Bertis Downs, the manager of R.E.M., echoes that point.
“Our first hit record was really on our fifth album,” Downs said, referring to R.E.M.’s “The One I Love” on “Document” in 1987. “We had the luxury of growing up, of incubating and maturing. I don’t know that that’s really possible anymore.”
The escalating popularity of downloading music via the Internet may shorten the shelf life of albums even more, Downs said. If fans can pluck a hit song from the Internet, they may be even less likely to purchase a slightly dated album if they come across it months after that hit has slid from the charts.
Still, Downs isn’t pessimistic about the long-term impact of these trends. “This business is all about cycles, and good music gets made,” he said.
One cycle that may be driving the trend is the gradual maturing of a young genre, namely hip-hop, said Bruce Resnickoff, president of the Universal Music group’s catalog division.
As hip-hop enters its second decade as a major force in popular music, the prevailing industry perception is that it sells strongly only as new music. Indeed, on the latest Billboard chart of catalog album sales, the Beastie Boys and Jay-Z have the only hip-hop albums among the Top 40.

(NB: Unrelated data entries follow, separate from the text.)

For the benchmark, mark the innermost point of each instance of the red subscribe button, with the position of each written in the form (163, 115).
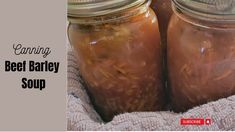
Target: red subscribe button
(196, 121)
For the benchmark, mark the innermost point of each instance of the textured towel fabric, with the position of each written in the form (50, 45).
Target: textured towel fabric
(82, 116)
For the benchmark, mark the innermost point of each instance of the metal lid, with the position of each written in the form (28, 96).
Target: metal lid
(88, 8)
(211, 9)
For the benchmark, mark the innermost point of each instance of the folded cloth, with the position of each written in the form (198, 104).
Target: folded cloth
(82, 116)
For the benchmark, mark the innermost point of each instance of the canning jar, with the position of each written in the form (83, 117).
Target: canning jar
(119, 54)
(201, 52)
(163, 10)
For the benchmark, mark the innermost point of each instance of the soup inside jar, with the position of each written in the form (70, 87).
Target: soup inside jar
(121, 64)
(201, 62)
(163, 11)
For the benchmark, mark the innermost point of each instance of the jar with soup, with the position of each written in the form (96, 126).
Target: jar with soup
(201, 52)
(163, 10)
(119, 54)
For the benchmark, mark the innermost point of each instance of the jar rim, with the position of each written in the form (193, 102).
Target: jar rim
(93, 8)
(210, 10)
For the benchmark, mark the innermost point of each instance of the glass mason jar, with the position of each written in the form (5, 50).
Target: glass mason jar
(119, 54)
(201, 52)
(163, 10)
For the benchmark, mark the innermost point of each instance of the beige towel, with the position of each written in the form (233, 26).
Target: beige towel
(82, 116)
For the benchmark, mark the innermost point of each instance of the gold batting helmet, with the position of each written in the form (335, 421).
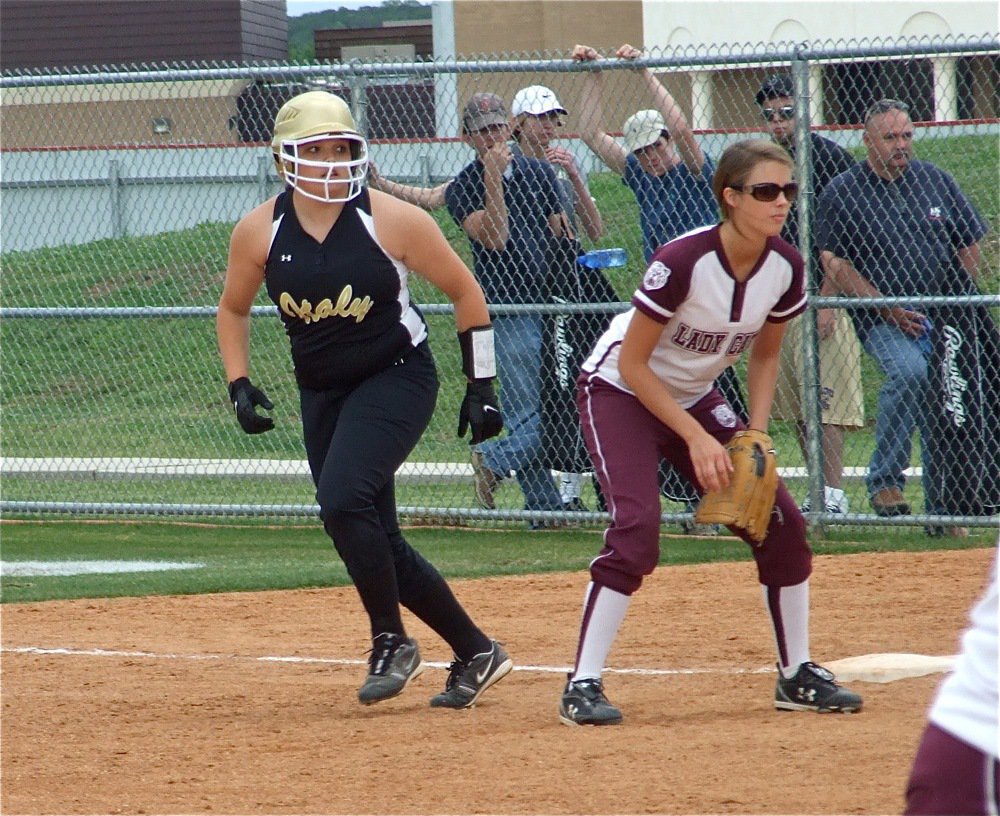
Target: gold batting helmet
(311, 117)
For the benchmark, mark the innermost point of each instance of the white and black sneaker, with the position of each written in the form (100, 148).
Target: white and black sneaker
(583, 703)
(468, 679)
(834, 499)
(813, 688)
(394, 662)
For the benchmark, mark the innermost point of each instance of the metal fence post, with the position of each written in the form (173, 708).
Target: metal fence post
(115, 195)
(811, 410)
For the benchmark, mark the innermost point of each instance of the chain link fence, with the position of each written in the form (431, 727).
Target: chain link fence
(121, 186)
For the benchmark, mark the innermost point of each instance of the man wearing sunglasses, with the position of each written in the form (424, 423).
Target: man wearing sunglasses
(894, 226)
(841, 396)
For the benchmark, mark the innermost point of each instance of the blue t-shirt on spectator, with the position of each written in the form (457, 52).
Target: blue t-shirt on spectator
(515, 273)
(671, 204)
(902, 235)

But Resnickoff believes that will change. As the hip-hop fan base ages and broadens, he expects its catalog to gain strength.
“When you look at the quality and depth of hip-hop albums being made today, you see these aren’t albums selling on the strength of one song,” Resnickoff said, citing Jay-Z as an example.
“The genre is now developing years of significant repertoire. . . . It’s inevitable that it will eventually fill much of the void you’re seeing in slumping pop and rock catalog.”
And what about pop and rock?
Pop is currently dominated by light, youthful acts such as ‘N Sync and Britney Spears, whose music, according to one executive, “does not age well.”
As for rock, many of the catalog stars are the same ones who have dominated for more than a decade: Bob Seger, AC/DC, Pink Floyd and Fleetwood Mac.
One of the current rock acts that so far has defied the short shelf-life trend is Korn, a heavy-metal group that has two albums among the Top 25 catalog albums, according to SoundScan.
The band’s secret? Defy industry pressure to fit into radio formats or market trends, according to Korn bassist Reg “Fieldy” Arvizu.
“You look around and it seems like a lot of bands aren’t trying to stick around or do the work it takes to stick around,” he said. “They’re just trying to write that one hit single and blow up off that. And a lot of bands are afraid to stand up to the label or their managers and make the music they want to make.”